At the same time, the EU and European manufacturers can use several strategies to support and develop their supply chain and PV production:

  • The EU can support the competitiveness of local manufacturers by increasing investment in technological research and development to increase the efficiency of PV cells, reduce production costs and encourage innovation in production processes. This could include funding academic and industrial research initiatives, fostering university-industry cooperation and creating public-private partnerships to share costs and risks. For example, developing manufacturing processes that are less dependent on critical minerals such as silver and copper and achieving higher cell efficiency and higher power per module could reduce the cost per watt.
  • Manufacturers can promote circular economy principles to promote sustainability and minimize waste in PV manufacturing. This can be achieved by creating closed supply chains, promoting the use of recycled materials and working to develop technologies that improve the recyclability, reusability and durability of solar PV panel designs.
  • Economies of scale are essential for the PV industry in Europe to reduce overall production costs. The world's leading players have production systems with up to 100 GW of company-level capacity and operate more than ten plants within their production systems. Another critical factor for the expansion of the industry is the creation of a viable supplier ecosystem. If the industry is not large enough, it will struggle to attract the necessary investment and foster competition among subcontractors and technology partners. In addition, solar panel manufacturers can use their products to generate renewable electricity on-site, thereby reducing their electricity bills and emissions.

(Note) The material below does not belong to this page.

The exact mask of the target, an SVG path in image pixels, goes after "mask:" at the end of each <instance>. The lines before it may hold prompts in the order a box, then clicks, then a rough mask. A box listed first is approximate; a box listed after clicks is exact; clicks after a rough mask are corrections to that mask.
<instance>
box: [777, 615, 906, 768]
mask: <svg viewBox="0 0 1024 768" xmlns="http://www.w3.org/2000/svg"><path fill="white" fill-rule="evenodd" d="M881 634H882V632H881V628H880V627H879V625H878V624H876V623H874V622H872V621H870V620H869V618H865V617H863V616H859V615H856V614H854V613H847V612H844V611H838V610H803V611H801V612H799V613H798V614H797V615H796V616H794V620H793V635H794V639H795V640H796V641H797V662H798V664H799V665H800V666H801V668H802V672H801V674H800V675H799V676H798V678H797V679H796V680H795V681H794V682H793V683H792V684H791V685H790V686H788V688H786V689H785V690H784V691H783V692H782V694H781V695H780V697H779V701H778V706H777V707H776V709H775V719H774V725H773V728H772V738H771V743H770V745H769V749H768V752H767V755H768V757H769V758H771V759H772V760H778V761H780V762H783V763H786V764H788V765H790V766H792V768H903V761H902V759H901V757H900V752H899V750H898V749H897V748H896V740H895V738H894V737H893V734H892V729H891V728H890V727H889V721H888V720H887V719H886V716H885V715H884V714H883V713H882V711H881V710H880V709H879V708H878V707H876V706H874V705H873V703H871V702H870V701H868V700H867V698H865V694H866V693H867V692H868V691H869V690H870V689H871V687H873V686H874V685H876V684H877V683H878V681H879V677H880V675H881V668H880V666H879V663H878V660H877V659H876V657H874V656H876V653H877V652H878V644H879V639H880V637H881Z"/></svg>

"The production of photovoltaic panels and the location of the supply chain in Europe is becoming a strategic issue in terms of safety and technological maturity. This opens up space for investors to secure their own projects under relatively favourable conditions of growing demand for PV panels. The question remains, however, how to build their own production and supply chain to be competitive already under existing conditions and possibly redirect some critical raw materials and intermediate products to Europe."

-Miroslav Lopour, Senior manager

Conclusion

Brussels industry representatives stress that the EU PV Alliance is a timely and positive initiative in the light of the current energy and climate crisis and the intensifying global competition for solar cells and modules. An example of the intensifying competition is the US Inflation Reduction Act, which will boost PV module production in the US. To avoid being left behind in this race, the European industry needs financial support to increase production capacity faster. The proposed production capacity of 30 gigawatts would meet around 75% of the annual demand for solar modules in Europe and would also create more than 100,000 manufacturing jobs. Strategies to support and develop the European supply chain and PV panel production could include increasing investment in R&D, promoting circular economy principles, achieving economies of scale and using solar panels to generate renewable electricity on-site.